Significant differences were observed in plasma biomarker levels, including Aβ42/40, p-tau217, p-tau181, GFAP, and NfL across clinical categories. Plasma p-tau217 and p-tau217/Aβ42 achieved high diagnostic accuracy, with areas under the curve (AUC) exceeding 0.9 with PET amyloid status as the reference, demonstrating comparable performance to the in vitro diagnostic (IVD)-approved CSF Aβ42/40 ratio. The two-cutoff approach using plasma p-tau217 and p-tau217/Aβ42 to achieve 90% sensitivity and 90% specificity provided high negative and positive predictive values. The intermediate range defined by these two-cutoff points was narrower for p-tau217/Aβ42 than for p-tau217. The predefined U.S. Food and Drug Administration (FDA)-approved two-cutoff points were applicable to this cohort with good accuracy.
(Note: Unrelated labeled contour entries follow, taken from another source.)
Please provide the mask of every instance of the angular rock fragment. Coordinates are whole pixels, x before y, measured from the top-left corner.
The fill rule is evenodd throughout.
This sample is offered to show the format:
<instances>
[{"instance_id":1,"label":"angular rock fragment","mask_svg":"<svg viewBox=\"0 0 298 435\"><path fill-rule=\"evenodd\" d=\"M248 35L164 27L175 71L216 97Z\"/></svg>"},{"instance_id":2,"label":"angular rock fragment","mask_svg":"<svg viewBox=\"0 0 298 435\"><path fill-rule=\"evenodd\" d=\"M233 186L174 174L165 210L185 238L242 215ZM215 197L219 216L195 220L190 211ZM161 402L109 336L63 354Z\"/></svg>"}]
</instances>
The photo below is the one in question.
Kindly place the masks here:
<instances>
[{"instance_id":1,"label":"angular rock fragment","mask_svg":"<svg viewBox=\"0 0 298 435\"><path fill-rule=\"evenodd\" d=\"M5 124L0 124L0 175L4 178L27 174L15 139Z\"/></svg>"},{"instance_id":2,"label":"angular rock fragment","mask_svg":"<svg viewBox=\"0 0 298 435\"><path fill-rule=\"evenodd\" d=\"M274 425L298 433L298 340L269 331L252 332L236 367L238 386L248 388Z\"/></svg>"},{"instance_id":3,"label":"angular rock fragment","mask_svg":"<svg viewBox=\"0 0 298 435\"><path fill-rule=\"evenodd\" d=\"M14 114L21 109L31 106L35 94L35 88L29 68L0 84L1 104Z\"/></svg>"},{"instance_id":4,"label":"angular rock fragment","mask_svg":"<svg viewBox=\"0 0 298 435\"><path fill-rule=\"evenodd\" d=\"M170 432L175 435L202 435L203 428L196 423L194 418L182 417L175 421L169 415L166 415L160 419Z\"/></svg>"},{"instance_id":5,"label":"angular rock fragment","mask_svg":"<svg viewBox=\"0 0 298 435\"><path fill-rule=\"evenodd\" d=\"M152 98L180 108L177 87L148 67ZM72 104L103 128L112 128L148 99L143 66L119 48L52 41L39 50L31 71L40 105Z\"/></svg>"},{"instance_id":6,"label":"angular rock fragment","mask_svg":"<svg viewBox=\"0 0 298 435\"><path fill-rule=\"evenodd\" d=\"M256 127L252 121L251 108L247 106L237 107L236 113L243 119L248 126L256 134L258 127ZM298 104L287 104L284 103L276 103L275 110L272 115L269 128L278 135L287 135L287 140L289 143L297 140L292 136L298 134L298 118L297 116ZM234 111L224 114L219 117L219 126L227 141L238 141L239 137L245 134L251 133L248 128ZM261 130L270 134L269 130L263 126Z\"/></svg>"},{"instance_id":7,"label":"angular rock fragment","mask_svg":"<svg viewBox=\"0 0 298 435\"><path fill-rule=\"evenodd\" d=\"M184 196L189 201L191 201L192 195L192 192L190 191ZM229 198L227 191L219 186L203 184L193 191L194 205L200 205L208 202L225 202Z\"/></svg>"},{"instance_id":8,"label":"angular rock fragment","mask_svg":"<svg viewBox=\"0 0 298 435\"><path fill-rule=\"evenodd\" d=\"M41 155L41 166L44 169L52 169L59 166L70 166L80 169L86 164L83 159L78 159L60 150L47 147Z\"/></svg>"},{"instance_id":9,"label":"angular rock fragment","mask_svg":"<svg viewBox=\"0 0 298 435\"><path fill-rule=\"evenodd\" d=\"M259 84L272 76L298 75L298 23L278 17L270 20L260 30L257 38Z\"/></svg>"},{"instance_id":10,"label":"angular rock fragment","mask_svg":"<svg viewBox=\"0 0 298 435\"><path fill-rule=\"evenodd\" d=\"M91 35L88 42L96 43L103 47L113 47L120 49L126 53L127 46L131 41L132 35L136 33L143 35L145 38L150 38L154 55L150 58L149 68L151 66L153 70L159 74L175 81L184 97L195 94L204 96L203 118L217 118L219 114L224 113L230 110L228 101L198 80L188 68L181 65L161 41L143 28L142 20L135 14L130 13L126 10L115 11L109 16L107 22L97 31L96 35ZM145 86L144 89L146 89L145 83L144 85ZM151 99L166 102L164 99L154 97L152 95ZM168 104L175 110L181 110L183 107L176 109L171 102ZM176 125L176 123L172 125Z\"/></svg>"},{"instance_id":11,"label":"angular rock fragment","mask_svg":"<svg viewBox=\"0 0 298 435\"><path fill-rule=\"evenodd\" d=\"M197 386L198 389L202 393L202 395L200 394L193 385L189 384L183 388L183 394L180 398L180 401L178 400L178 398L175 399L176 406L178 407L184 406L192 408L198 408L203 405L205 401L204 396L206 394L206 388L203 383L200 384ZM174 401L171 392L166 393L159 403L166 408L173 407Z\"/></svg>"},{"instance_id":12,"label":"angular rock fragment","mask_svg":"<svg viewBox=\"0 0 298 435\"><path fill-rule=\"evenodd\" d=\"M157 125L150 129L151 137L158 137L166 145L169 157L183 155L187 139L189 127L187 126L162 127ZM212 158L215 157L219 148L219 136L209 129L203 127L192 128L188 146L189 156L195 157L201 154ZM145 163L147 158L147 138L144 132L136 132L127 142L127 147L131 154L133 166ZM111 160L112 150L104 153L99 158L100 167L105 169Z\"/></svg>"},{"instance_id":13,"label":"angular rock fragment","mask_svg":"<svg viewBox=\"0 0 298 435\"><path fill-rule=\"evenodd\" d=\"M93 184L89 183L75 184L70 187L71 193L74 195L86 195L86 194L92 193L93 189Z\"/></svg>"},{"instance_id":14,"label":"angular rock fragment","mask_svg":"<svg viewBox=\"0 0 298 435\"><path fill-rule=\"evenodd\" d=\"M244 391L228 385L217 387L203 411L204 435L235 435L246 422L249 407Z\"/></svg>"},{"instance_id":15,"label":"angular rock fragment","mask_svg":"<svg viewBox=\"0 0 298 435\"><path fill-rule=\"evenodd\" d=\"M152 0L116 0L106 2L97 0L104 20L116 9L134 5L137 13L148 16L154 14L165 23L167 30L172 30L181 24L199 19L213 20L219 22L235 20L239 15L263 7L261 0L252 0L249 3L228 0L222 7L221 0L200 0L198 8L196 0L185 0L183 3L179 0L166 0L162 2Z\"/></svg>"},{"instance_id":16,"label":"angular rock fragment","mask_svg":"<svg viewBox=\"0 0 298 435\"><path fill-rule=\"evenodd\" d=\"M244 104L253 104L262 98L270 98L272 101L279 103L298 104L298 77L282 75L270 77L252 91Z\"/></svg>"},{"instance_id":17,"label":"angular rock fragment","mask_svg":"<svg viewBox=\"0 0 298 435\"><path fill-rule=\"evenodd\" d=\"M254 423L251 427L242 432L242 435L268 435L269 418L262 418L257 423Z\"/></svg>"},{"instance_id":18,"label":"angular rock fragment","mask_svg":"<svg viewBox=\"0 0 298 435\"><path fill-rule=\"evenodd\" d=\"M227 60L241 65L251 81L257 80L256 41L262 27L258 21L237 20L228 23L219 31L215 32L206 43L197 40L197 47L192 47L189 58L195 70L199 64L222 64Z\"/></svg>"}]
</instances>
Concordance of plasma p-tau217 or p-tau217/Aβ42 with PET or CSF Aβ42/40 status ranged from 87% to 93%, although larger discordant results were observed in the non-ADD group.

Conclusions

This study demonstrates the clinical utility of plasma p-tau217 and p-tau217/Aβ42 ratio for real-world diagnostic evaluations of dementia. However, careful interpretation of plasma biomarker is warranted in cases showing discordant results with PET or CSF findings.